We helped with a baptismal service at the church.
Last Monday, after P-Day, we went to a Noche de Hogar (Family Home
Evening), and the family served us this soup. I don't know the
name of it, but the soup was the best I have had here so far.
I just had to watch out for the chicken bones in it -- ha ha.
So for this past week, to start off, on Tuesday we had a Zone Division, and I was assigned to work with a missionary named Elder Velasquez up in his area of San Miguel. He is sooooo cool and such a chill Elder. He actually started off his mission serving in El Salvador for the first 6 months, but then he had to come to Nicaragua because of problems with his visa, and now he has been a missionary for about 15 months. It was a really fun day, and Elder Velasquez walks incredibly fast!!! Like, I was dead-tired by the end of the day just because of how fast he walks when he works.
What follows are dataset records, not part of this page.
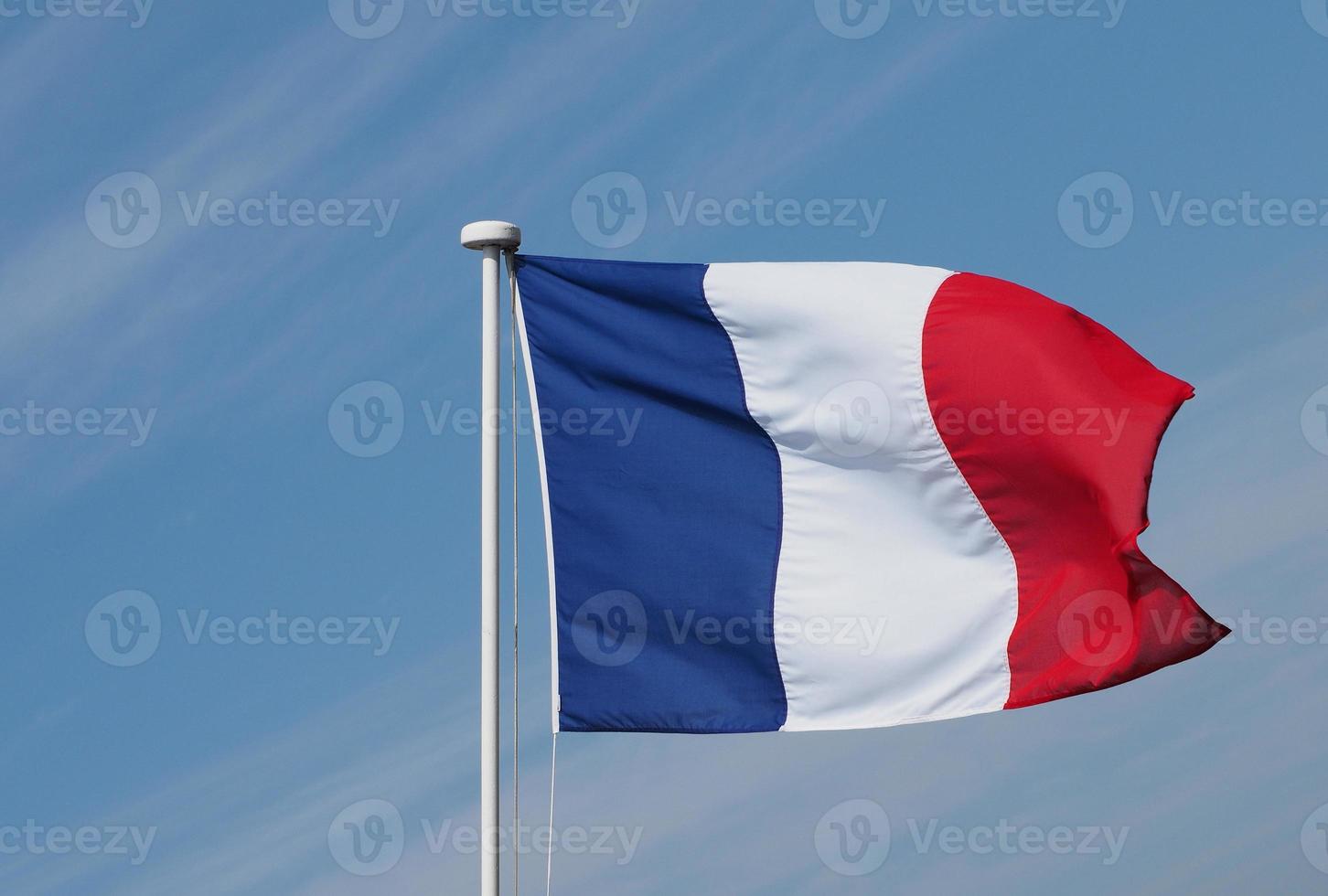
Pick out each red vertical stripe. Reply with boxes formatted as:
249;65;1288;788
923;273;1228;709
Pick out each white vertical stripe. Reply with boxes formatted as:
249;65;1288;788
512;280;562;735
705;262;1019;731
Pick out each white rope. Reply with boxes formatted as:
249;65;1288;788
508;252;520;896
544;731;558;896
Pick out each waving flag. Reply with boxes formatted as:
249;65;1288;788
518;256;1228;734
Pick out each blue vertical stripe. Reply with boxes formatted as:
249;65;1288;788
517;256;787;734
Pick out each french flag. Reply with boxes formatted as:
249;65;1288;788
515;256;1228;734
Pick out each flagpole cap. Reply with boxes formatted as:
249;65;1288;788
461;220;520;251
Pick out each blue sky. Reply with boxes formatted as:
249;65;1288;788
0;0;1328;895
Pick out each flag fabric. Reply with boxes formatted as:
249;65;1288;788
517;256;1228;734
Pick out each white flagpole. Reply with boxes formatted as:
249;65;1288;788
461;220;520;896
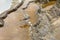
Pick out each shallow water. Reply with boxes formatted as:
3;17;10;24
0;0;12;14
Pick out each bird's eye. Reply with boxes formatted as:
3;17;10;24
0;0;12;14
Just in case there is a volcanic eruption,
they have these signs all over Masaya pointing you where to go,
and I decided to get a pic with one!
Then, finally on Wednesday, I was able to work in my own area in Masaya again. It sucks sometimes how we have to visit all the other areas in our zone instead of getting to work in our own area with our own investigators. Sometimes it is a little hard for Elder Sanchez and me because of the zone leader responsibilities of our companions takes so much time, so for instance, we spend more time in the apartment some days because the Zone Leaders have to collect numbers, or we have to go to other areas for days at a time, which is fun at first, but becomes a little boring after the third or fourth time. So I was glad to finally get a few days in my own area this past week.
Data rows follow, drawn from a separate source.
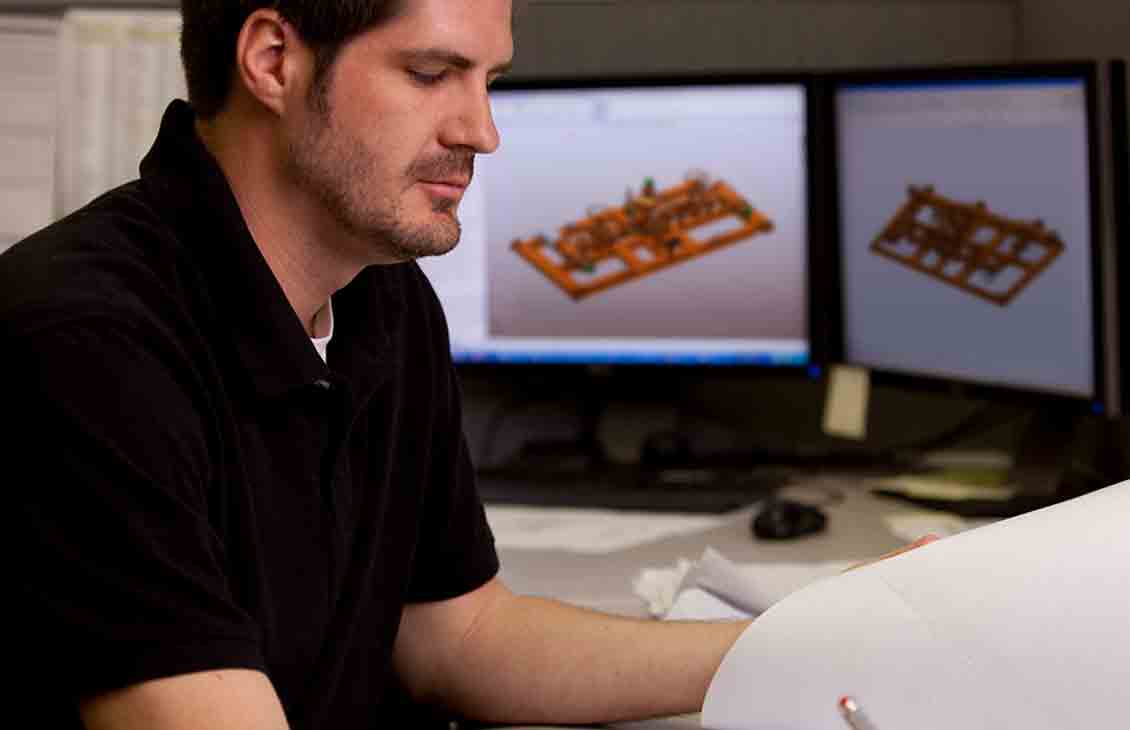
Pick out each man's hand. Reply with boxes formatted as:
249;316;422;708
844;535;938;573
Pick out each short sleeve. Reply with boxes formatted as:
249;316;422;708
408;275;498;602
10;318;264;698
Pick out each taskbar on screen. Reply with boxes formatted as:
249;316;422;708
452;348;808;367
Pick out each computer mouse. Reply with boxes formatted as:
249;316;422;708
750;498;827;540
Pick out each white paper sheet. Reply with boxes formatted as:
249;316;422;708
486;505;724;555
703;483;1130;730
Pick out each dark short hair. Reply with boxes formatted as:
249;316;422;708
181;0;405;119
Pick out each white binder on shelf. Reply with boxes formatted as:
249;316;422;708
55;9;185;216
0;15;59;251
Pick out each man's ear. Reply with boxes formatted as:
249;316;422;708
235;8;311;114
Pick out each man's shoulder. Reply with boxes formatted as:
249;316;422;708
0;182;198;336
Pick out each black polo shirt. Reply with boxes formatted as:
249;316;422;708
0;102;498;729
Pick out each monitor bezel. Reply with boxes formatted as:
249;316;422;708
823;60;1118;415
455;71;834;380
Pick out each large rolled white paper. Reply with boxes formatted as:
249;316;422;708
702;481;1130;730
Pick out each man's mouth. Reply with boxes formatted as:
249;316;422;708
420;177;470;200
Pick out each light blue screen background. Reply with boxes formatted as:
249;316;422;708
837;81;1095;397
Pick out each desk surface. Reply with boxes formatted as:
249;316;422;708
485;477;926;730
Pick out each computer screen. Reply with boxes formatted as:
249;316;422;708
420;77;811;366
833;64;1109;410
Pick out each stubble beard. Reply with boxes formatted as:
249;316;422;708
287;94;473;260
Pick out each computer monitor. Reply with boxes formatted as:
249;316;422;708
420;76;814;373
831;62;1118;508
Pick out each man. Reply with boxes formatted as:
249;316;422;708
0;0;922;730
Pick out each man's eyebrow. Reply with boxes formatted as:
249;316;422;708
400;49;513;76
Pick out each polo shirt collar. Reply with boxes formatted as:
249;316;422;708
141;101;400;398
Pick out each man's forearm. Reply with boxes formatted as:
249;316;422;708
445;594;748;723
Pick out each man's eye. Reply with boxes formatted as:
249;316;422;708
408;69;445;86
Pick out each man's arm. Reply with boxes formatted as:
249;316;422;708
79;669;287;730
394;579;748;723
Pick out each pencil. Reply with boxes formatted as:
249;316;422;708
838;696;877;730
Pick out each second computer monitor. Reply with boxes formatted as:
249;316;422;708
834;64;1106;409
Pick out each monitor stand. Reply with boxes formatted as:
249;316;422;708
478;379;786;514
867;406;1121;518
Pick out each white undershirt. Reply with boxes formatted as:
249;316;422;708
310;299;333;363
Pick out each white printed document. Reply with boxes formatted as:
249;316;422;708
703;481;1130;730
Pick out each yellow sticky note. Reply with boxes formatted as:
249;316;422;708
824;365;871;440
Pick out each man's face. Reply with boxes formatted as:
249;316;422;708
286;0;513;260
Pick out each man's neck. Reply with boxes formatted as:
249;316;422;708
197;110;362;337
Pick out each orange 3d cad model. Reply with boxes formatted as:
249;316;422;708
511;174;773;299
871;185;1063;306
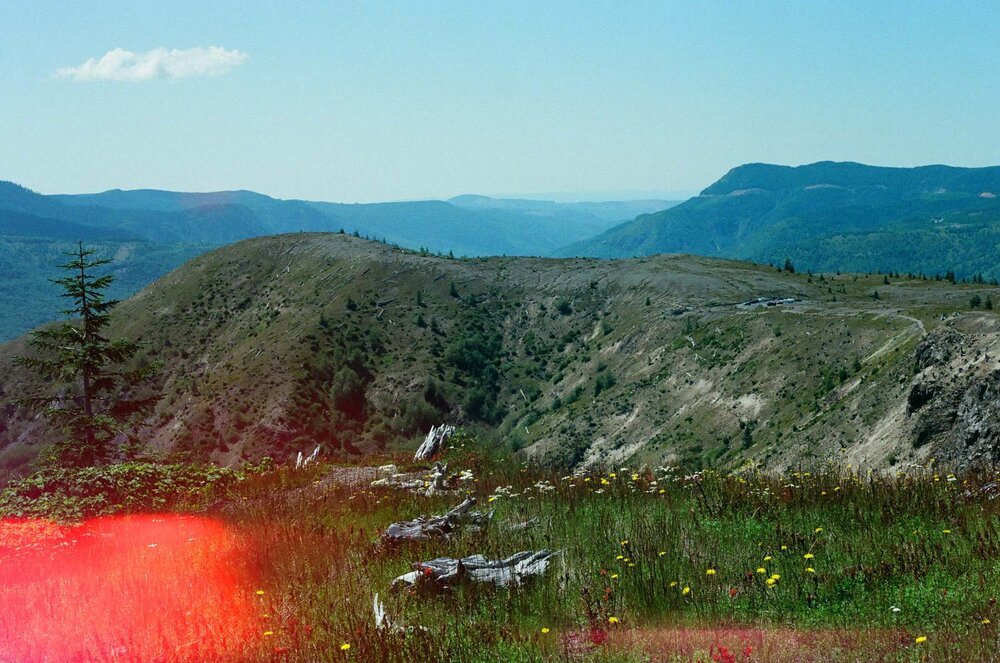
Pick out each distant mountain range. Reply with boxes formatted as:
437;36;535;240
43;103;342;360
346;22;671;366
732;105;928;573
0;182;676;341
0;233;1000;478
555;161;1000;278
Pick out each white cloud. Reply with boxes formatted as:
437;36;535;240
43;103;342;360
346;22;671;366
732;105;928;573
56;46;247;82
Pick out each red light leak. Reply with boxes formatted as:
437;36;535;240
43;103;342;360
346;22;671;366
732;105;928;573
0;515;262;662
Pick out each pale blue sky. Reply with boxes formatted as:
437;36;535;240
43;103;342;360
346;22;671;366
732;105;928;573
0;0;1000;201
This next week we have cambios (transfers) and I am 99% sure I will have a new companion. Not sure how it will turn out yet, but I will have officially completed 2 cambios and only have 15 more to go!

This next week we will also get to celebrate Thanksgiving. Of course, Thanksgiving is not a national holiday here in Nicaragua, but a lot of the people know what it is surprisingly (La Dia de Accion de Gracias). Only the gringo missionaries celebrate it, but the latino missionaries of course join us for the food LOL. So we all get a little extra money this week to pitch in for a special dinner on Thanksgiving, and our zone asked a family to help make us a traditional turkey dinner, and then we will eat it together at the church.
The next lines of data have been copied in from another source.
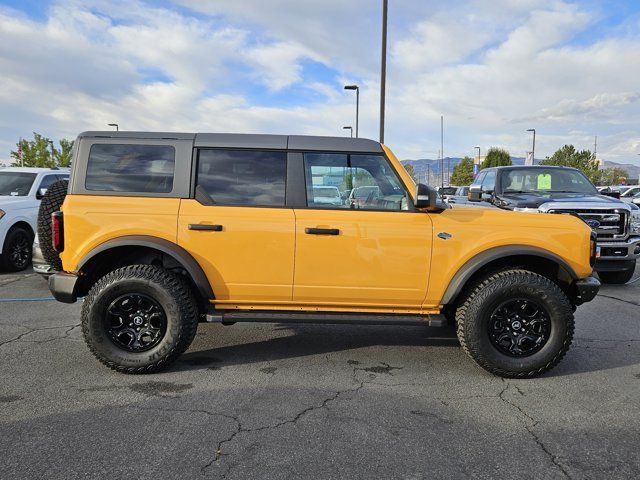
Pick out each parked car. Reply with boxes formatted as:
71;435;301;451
309;185;344;206
0;167;69;272
469;166;640;284
49;132;600;378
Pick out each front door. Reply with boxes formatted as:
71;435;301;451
293;153;432;310
178;149;295;306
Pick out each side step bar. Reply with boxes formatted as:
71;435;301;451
206;309;447;327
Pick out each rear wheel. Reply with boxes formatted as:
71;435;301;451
82;265;198;373
456;270;574;378
38;180;69;271
598;261;636;285
0;227;33;272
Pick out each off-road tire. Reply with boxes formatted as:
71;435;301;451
38;180;69;271
0;226;33;272
81;265;198;374
456;270;575;378
598;261;636;285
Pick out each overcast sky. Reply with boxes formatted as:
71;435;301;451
0;0;640;164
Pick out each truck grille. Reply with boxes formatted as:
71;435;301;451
549;209;627;240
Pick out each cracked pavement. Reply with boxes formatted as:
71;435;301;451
0;273;640;480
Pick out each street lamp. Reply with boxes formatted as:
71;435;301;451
344;85;360;138
527;128;536;165
380;0;389;143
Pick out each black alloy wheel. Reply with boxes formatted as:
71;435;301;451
488;298;551;357
105;293;167;352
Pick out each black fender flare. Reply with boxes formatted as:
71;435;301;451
77;235;215;299
440;245;578;305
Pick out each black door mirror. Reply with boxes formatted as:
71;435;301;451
415;183;438;211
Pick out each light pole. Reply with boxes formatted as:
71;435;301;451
49;140;56;167
527;128;536;165
344;85;360;138
380;0;389;143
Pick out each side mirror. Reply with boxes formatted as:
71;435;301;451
415;183;438;211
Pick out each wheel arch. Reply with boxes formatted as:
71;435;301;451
77;235;215;301
441;245;578;305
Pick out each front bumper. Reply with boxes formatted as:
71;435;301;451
49;272;79;303
575;277;600;305
597;237;640;262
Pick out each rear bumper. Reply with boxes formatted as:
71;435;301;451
575;277;600;305
49;272;78;303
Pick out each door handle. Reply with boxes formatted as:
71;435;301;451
304;228;340;235
189;223;222;232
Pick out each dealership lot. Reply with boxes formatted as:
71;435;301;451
0;266;640;479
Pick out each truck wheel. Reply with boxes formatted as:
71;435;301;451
456;270;574;378
598;261;636;285
0;226;33;272
38;180;69;271
81;265;198;373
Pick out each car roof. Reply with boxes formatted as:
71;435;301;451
78;131;383;153
484;165;578;171
0;167;69;174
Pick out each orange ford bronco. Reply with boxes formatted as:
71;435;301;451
43;132;599;377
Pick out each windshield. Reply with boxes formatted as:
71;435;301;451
502;168;598;195
313;187;340;198
0;172;36;197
Overall, I feel like I'm doing really good. I'm not as tired during the day, and I am trying to drink lots of water (forcing myself to drink a ton because I can tell I need a lot) because, of course, it is still incredibly hot. I think my body is adjusting to not sweat as much, I think, but it is still so hot -- and the other missionaries tell me that Masaya isn't even as hot as other parts of our mission, like Granada or Managua. I am actually jealous of the pictures of the snow back home right now, although I would probably eat my words after only a day or two, ha ha. As for the scorpions, well, the house we are living in is located in the more urban part of Masaya, so we're mostly alright. But it might be more of a problem if I move into other zones that are more rural, or more ghetto houses than the one I am in right now. Really, I am having a few adventures and working hard every day, and as long as I don't start thinking about my time, then it's not so bad. I'm making a lot of friends in the mission, and although my comp, Elder Castro, and I don't always see eye to eye, Elder Sanchez and Elder Mehmetoff help out quite a bit.

Rear view of our sweet new Zona Masaya jerseys.
Unfortunately, we don't have any baptisms scheduled for a few weeks. We had been working with this couple in our area that were planning to get baptized last Saturday, but in the end, they decided they didn't want to get married any more, so they split up and don't want to get baptized either. Kind of depressing end to that story. Anyways, I'm doing great. Spanish is excellent!! Today, we even had a zone activity with all the missionaries in our zone except for two of the Elders. We played a ton of soccer on the outdoor church court. We got some zone jerseys and it was suuuuper fun, really hot and sweaty for everyone, though, ha ha.

Happy Thanksgiving everyone!
Our zone had a blast playing soccer for P-Day today in our new zone jerseys. 

Monday, November 17, 2014

Diriomo Critters, A Little Miracle, and Suits

This tree is just on the side of the small dirt road to Diriomo, and it is soooo cool!
The tree is hollow all the way up inside, and when we first crawled in,
all of these bats flew out of the tree cave -- scared the crap out of me!
First off, I would like to give a shout out to my sister, Erin, to say Happy Birthday today! And to my parents happy anniversary!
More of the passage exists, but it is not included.